Natasha's argument is that people-first culture is not about being soft. It is about being deliberate. The companies that have built durable cultures in tech consulting are the ones that designed the rituals, the rhythms, and the support structures intentionally. The ones that hoped culture would emerge from talented people working hard usually produce churn instead.
Building a Sense of Belonging in a Distributed Workforce
Belonging is harder in distributed work. The hallway conversations that build rapport in offices do not exist. The shared meals do not happen. The sense of being part of something larger has to be built through deliberate design.
Deloitte research on workplace trust found that belonging is one of the two greatest needs in modern organizations and that working remotely for long stretches can produce alienation. The design problem is to enable distributed work while preserving belonging.
Designing Moments of Connection on Purpose
Natasha's framing of "moments of connection" is precise. They are not random; they are designed. Onboarding rituals, peer mentoring, project-launch rhythms, and internal-recognition cadences. Each is a designed moment that produces a piece of the felt sense of belonging.
The infrastructure has to support the moments. Team-building rituals done well produce connection. Employee engagement programs done well are the cumulative effect of designed moments rather than one-off events.
What Are the Most Underrated Moments of Connection?
The first 1:1 with a new manager.
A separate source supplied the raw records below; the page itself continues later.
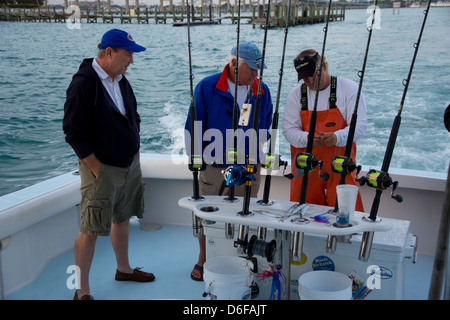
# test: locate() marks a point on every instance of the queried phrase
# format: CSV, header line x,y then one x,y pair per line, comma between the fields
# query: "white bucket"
x,y
324,285
227,278
347,195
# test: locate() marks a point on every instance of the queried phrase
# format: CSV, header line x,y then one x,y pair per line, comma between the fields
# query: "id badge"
x,y
245,114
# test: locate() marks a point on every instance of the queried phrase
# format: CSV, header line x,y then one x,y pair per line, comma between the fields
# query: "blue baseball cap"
x,y
250,53
116,38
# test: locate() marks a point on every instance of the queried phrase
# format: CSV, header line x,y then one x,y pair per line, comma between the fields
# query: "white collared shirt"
x,y
111,86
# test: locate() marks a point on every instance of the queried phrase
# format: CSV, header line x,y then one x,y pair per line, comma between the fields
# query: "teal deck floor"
x,y
170,253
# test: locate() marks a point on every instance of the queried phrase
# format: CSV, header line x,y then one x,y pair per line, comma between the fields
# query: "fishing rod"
x,y
345,165
273,161
251,167
307,161
233,154
196,162
380,180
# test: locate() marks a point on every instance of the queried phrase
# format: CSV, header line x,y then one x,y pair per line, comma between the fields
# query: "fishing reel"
x,y
308,163
274,162
238,175
381,180
342,164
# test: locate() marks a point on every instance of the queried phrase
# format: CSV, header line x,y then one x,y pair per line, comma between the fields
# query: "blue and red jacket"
x,y
214,110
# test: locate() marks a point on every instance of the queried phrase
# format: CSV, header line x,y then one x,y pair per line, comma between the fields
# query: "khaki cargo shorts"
x,y
113,197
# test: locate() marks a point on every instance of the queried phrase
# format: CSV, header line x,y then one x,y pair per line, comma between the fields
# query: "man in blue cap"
x,y
214,103
101,124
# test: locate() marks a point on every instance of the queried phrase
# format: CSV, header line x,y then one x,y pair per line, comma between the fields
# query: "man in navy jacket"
x,y
101,124
214,102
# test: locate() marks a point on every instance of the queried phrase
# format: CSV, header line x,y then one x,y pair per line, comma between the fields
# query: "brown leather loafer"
x,y
137,275
85,297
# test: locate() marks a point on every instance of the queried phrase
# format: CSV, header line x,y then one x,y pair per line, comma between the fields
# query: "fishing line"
x,y
380,180
307,161
196,162
251,167
273,161
232,154
345,165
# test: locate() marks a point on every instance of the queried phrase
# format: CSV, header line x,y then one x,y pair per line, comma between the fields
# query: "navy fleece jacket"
x,y
93,124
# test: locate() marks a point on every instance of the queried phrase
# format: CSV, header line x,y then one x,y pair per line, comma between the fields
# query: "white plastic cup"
x,y
346,196
324,285
228,278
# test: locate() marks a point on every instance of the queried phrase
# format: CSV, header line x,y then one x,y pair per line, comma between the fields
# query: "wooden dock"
x,y
301,13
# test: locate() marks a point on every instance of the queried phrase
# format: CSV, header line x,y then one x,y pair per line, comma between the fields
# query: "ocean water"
x,y
37,61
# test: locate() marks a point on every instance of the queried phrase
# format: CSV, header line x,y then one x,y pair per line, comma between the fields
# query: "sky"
x,y
122,2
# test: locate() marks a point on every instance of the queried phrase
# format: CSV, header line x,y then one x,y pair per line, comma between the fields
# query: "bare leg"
x,y
119,239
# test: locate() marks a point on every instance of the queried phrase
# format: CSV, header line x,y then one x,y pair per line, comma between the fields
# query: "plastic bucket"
x,y
346,195
324,285
227,278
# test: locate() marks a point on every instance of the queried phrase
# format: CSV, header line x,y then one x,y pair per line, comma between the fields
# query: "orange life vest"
x,y
319,191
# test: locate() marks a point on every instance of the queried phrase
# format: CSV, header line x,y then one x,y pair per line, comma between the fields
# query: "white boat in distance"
x,y
39,224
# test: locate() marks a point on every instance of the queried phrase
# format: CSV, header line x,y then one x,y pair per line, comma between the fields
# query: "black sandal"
x,y
198,268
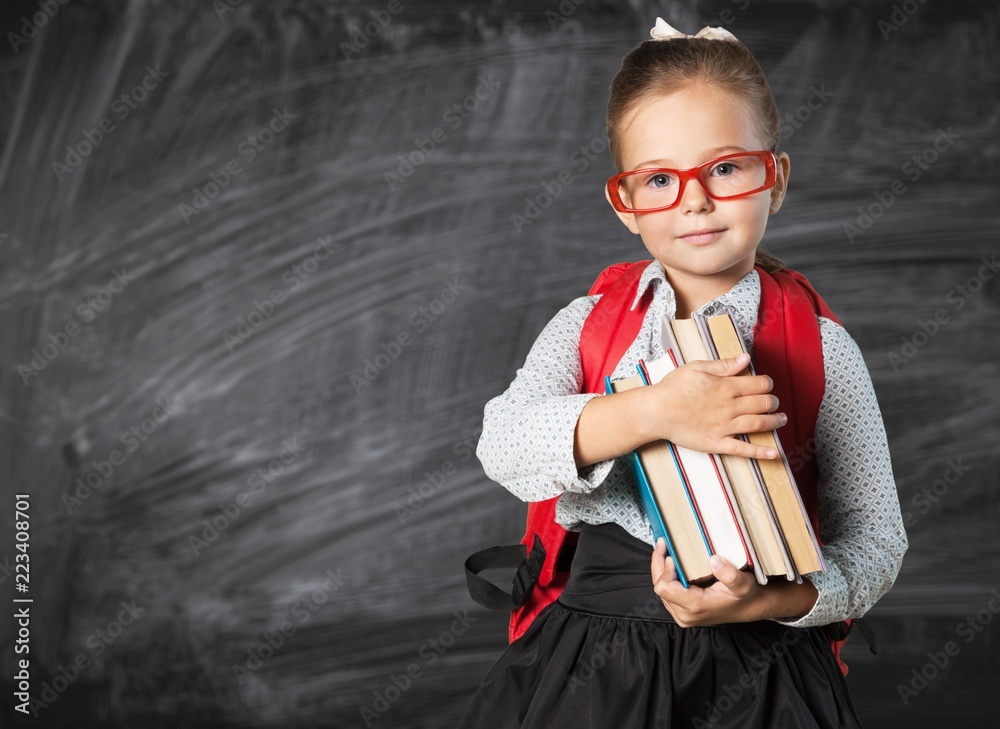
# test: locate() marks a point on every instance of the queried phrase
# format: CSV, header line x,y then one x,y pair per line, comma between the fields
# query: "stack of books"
x,y
744,509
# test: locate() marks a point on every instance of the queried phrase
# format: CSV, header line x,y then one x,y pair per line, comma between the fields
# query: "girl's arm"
x,y
860,521
527,439
542,437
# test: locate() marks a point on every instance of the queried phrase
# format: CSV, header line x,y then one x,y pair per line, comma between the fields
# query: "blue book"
x,y
649,503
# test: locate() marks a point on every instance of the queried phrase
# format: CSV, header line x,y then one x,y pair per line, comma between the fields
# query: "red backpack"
x,y
786,340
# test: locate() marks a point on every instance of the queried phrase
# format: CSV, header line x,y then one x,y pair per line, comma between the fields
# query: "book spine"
x,y
692,501
656,524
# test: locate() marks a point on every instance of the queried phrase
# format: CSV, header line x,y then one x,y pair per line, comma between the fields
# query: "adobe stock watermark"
x,y
98,642
454,117
298,615
793,120
464,448
913,169
31,27
901,12
87,310
132,438
958,297
581,159
934,492
257,483
398,684
418,321
248,149
293,277
938,661
121,107
361,36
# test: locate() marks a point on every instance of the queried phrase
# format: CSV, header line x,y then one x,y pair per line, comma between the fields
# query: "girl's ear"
x,y
780,180
628,219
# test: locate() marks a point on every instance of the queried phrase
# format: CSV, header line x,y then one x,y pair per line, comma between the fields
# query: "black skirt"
x,y
607,653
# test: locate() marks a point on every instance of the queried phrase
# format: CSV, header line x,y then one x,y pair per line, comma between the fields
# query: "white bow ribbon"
x,y
663,31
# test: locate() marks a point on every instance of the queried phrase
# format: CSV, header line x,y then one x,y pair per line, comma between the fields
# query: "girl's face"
x,y
700,237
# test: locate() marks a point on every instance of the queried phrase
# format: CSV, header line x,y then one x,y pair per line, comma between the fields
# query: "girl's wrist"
x,y
788,600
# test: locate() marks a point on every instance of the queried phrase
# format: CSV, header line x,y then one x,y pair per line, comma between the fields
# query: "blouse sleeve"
x,y
528,431
860,521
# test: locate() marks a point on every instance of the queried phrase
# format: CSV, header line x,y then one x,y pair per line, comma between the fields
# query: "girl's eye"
x,y
660,181
724,169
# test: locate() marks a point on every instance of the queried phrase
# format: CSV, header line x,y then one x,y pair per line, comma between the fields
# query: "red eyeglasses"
x,y
652,189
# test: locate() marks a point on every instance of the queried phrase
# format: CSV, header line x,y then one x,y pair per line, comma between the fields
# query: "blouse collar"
x,y
743,297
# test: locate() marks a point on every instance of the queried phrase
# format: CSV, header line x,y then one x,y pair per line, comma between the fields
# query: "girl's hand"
x,y
702,405
735,598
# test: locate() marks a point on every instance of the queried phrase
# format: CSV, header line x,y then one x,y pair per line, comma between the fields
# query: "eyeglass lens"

The post-project retrospective. The peer-recognition shoutout. The exit conversation that captures real learning. None of those is dramatic. All of them are unevenly applied across companies.
How Do You Tell If Belonging Is Working in a Distributed Team?
Survey questions specifically about belonging. Retention by demographic. Internal mobility data. Qualitative comments on engagement surveys. Companies that measure only top-line engagement miss belonging because the question is too narrow.
Supporting People of All Backgrounds in Career Ambition
Natasha's commitment to building programs that support people of all backgrounds in achieving career ambitions shows up in the structural work. Documented career ladders. Sponsorship goals tied to manager performance. Training cohorts that include peer coaching across demographic lines.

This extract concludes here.